Hareide says he has “strong bonds” with English football, having lived in the country while his dad Age played for Manchester City and Norwich in the 1980s and recalled listening to long-wave radio from his home in Norway as a child, trying to get commentary of English games.

The Norwegian, whose dad is now coach of Iceland and masterminded a friendly win over England at Wembley last month, insists NFG will not be problematic foreign owners, like those seen at Reading, Charlton and Sheffield Wednesday in recent seasons.

“Our model is to be financially stable, we want to create a club where young players can come in and evolve,” he said.

“We won’t deviate from that. We have to earn the fans’ trust.

“We have huge respect and are very humbled for the task given to us. We need to treat the club with respect.

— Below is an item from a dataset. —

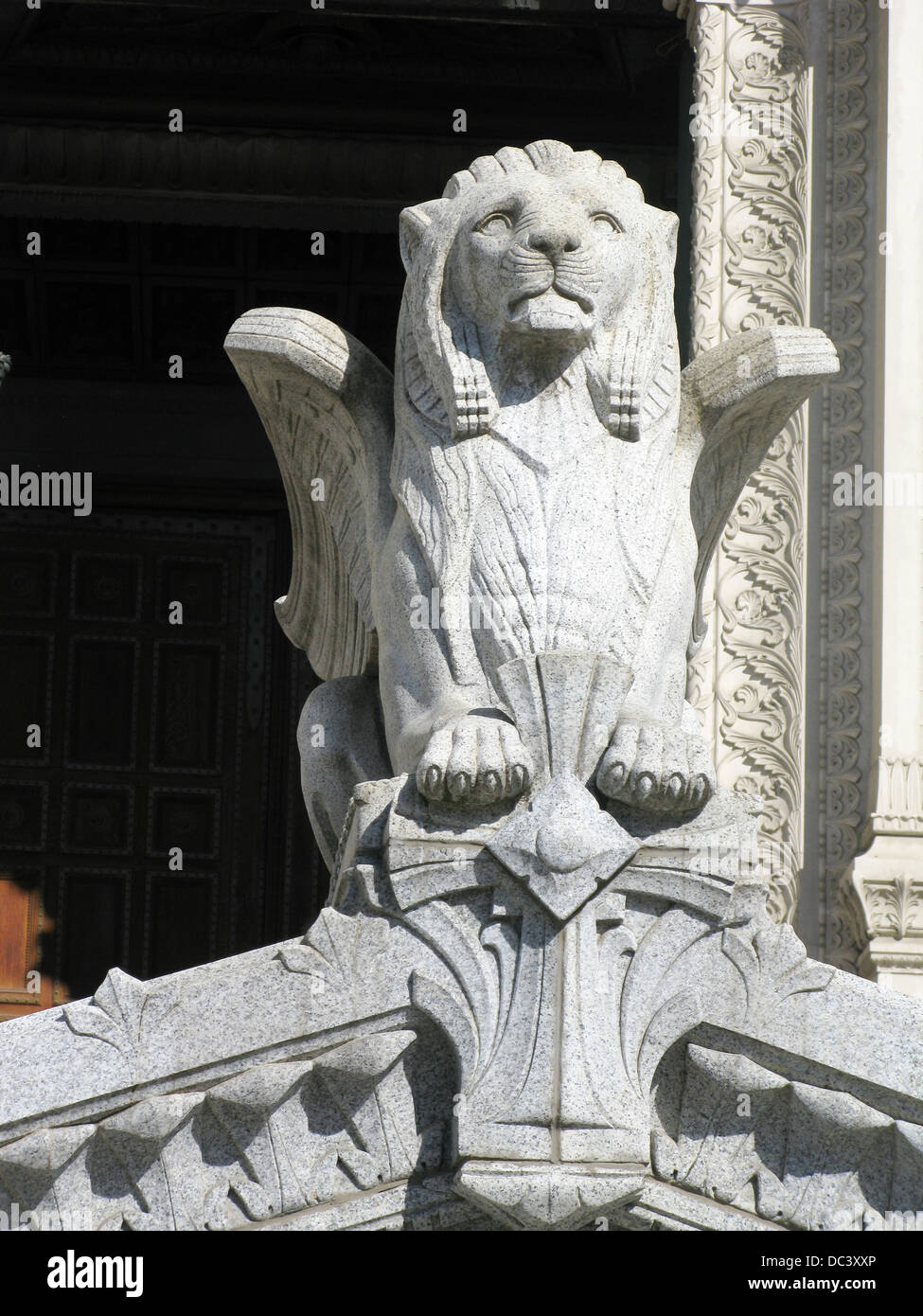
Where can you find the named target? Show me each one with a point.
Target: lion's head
(548, 245)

“The club is nothing without the fans. We are not done at this season, we need to find the Burton way.”

One of NFG’s first acts was to appoint Chelsea academy coach Mark Robinson as the new first-team head coach.

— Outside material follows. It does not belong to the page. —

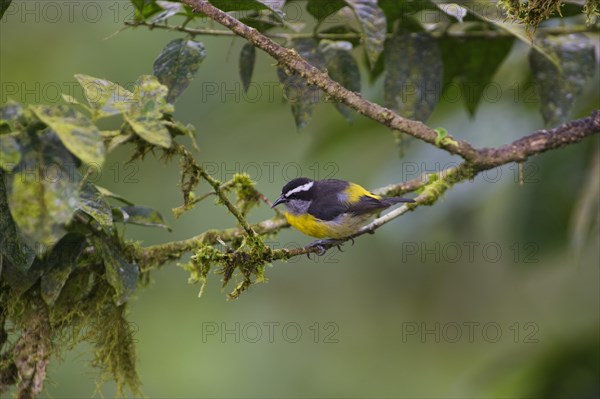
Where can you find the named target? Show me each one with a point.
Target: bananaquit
(330, 208)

Robinson was at Stamford Bridge for two years and saw 16 academy players make their first-team debut.

“It is a really exciting opportunity,” he added to the PA news agency. “There was always that feeling that I wanted to come back as a head coach but you need to make sure it is the right kind of project, the more I spoke to the new owners the more it sounded right.

“We are so aligned in our thinking and the way we want to do things. Things were going really well at Chelsea, we had 16 debuts in two years, I was enjoying my time.

“When I was first approached I was more curious than anything. It was too good to turn down.”